Under GDPR, you have the following rights:

  • Access (Art. 15): Request a copy of your personal data
  • Rectification (Art. 16): Correct inaccurate personal data via your profile settings
  • Erasure (Art. 17): Delete your account and personal data
  • Portability (Art. 20): Export your data in machine-readable format (JSON)
  • Objection (Art. 21): Object to processing based on legitimate interests
  • Withdraw consent (Art. 7): Withdraw marketing consent at any time

You can exercise your right to data export and account deletion directly from your account Settings page. For other requests, contact our Data Protection Contact.

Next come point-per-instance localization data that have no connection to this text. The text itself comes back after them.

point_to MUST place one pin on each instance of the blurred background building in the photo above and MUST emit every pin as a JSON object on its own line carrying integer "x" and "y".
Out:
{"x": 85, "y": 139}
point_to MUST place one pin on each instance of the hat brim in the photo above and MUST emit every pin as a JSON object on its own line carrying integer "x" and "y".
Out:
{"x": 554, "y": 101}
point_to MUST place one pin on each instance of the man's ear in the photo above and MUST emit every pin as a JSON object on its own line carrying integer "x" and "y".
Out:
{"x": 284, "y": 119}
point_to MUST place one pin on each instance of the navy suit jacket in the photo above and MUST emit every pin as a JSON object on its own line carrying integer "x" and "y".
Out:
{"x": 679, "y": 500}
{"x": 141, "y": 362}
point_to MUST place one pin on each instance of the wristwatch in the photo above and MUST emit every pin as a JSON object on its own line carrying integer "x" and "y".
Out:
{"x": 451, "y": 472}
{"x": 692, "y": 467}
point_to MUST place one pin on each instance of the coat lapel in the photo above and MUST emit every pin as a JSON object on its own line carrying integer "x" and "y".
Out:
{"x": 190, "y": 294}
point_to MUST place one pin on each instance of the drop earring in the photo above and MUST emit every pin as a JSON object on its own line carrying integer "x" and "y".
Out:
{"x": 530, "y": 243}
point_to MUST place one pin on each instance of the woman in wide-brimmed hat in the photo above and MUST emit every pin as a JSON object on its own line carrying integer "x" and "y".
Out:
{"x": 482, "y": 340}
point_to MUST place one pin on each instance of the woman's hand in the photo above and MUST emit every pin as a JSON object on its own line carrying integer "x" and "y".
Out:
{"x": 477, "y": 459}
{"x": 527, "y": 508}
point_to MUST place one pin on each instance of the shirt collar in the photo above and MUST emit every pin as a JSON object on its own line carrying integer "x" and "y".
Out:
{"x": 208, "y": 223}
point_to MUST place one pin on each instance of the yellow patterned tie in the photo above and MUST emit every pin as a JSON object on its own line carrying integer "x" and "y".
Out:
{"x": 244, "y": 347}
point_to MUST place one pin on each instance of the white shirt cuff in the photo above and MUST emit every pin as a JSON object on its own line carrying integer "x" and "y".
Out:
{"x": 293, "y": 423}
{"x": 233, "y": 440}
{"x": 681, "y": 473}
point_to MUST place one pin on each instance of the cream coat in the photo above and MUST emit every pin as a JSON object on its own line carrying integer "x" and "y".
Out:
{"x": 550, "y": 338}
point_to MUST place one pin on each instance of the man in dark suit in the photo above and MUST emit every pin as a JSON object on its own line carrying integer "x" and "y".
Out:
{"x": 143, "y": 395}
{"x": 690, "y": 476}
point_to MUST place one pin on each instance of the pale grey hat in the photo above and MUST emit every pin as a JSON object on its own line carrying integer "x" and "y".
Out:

Australian Privacy Principles

If you are located in Australia, you also have rights under the Australian Privacy Principles (APPs), including the right to access your personal information (APP 12) and request correction of inaccurate information (APP 13).

9. Security

We implement appropriate technical and organizational measures including:

  • TLS/SSL encryption for all data in transit
  • Argon2 password hashing
  • JWT token rotation with 15-minute access token lifetime
  • Brute-force protection (account lockout after 5 failed attempts)
  • Rate limiting on all API endpoints
  • Encrypted storage of integration credentials

10. Contact

For privacy-related inquiries or to exercise your data rights, contact our Data Protection Contact:

Email: privacy@yojivo.com

If you are not satisfied with our response, you have the right to lodge a complaint with:

  • Your local EU/EEA data protection supervisory authority
  • The Office of the Australian Information Commissioner (OAIC) at oaic.gov.au

11. Special Category Data

Where our hiring features include voluntary demographic surveys for diversity monitoring, we collect special category data (such as gender, ethnicity, disability status, and Indigenous status) only with your explicit consent under GDPR Article 9(2)(a). This data is:

  • Entirely voluntary — declining has no effect on your application
  • Stored separately from your application, linked only by a one-way hash
  • Never visible to individual hiring managers
  • Used only in aggregate form, with groups smaller than 5 suppressed
  • Subject to a defined retention period and automatic deletion

For candidates identifying as Aboriginal or Torres Strait Islander, we acknowledge the cultural significance of this data and handle it with care, guided by the principles of the AIATSIS Code of Ethics for Aboriginal and Torres Strait Islander Research.